Abstract
Bu çalışmada, asetoksibenzoik asidin kristal yapısı ve moleküller arası etkileşimleri analiz edilmiştir. Kristal yapı analizi sonucunda, karbon (C), oksijen (O) ve hidrojen (H) atomlarının düzenlenmesi ve kimyasal bağları belirlenmiştir. Oksijen atomlarının moleküle polar karakter kazandırdığı ve hidrojen bağları gibi moleküller arası etkileşimlerde önemli bir rol üstlendiği tespit edilmiştir. CrystalExplorer yazılımı kullanılarak yapılan Hirshfeld yüzey analizi, molekülün çözücü moleküllerle olan etkileşimlerine odaklanmıştır. Bu analiz sayesinde moleküler etkileşimler ve yapı hakkında daha kapsamlı bir anlayış elde edilmiştir. Ayrıca, molekülün elektron yoğunluğu, eğrilik ve yüzey şekil indeksleri gibi özellikler haritalandırılmıştır. Asetoksibenzoik asidin yapısal ve elektronik özellikleri görselleştirilmiş, bu sayede kimyasal ve fiziksel özelliklerine dair daha derin bir anlayış kazanılmıştır. XRD analizi, molekülün kristalliğini ve tepe noktalarının konumlarıyla kristal yapının detaylarını ortaya koymuştur. Bu çalışma, asetoksibenzoik asidin moleküler yapısını ve etkileşim özelliklerini aydınlatarak moleküler düzeyde tepkime tahminlerine katkı sağlamıştır.
References
- Klemperer, W. (1992). Intermolecular interactions. Science, 257(5072), 887-888.
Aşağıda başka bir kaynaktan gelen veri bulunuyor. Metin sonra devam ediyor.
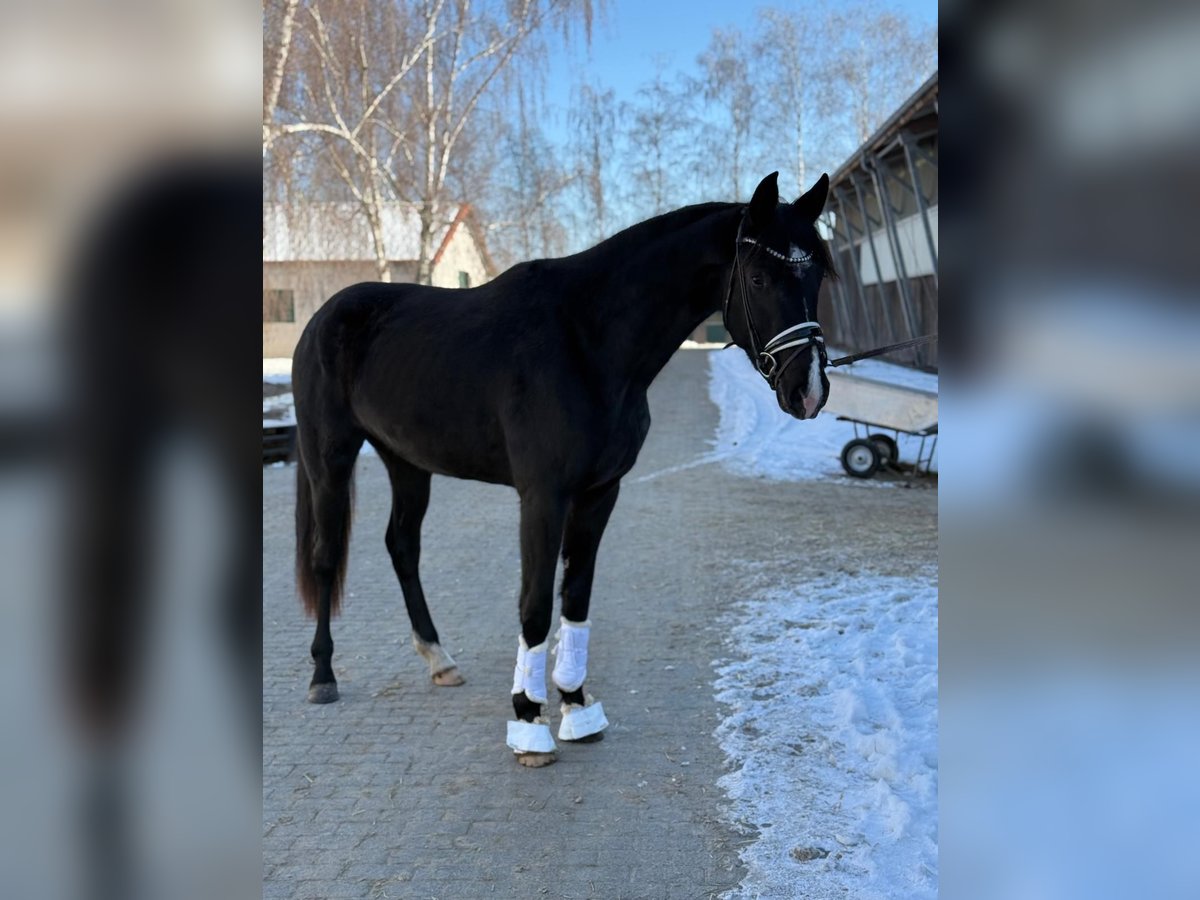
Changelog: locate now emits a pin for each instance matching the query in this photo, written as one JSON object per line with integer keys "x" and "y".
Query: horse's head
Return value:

- Kaplan, I. G. (2006). Intermolecular interactions: physical picture, computational methods and model potentials. John Wiley & Sons.
- Spackman, M. A., & McKinnon, J. J. (2002). Fingerprinting intermolecular interactions in molecular crystals. CrystEngComm, 4(66), 378-392.
- Hunter, C. A. (2004). Quantifying intermolecular interactions: guidelines for the molecular recognition toolbox. Angewandte Chemie International Edition, 43(40), 5310-5324.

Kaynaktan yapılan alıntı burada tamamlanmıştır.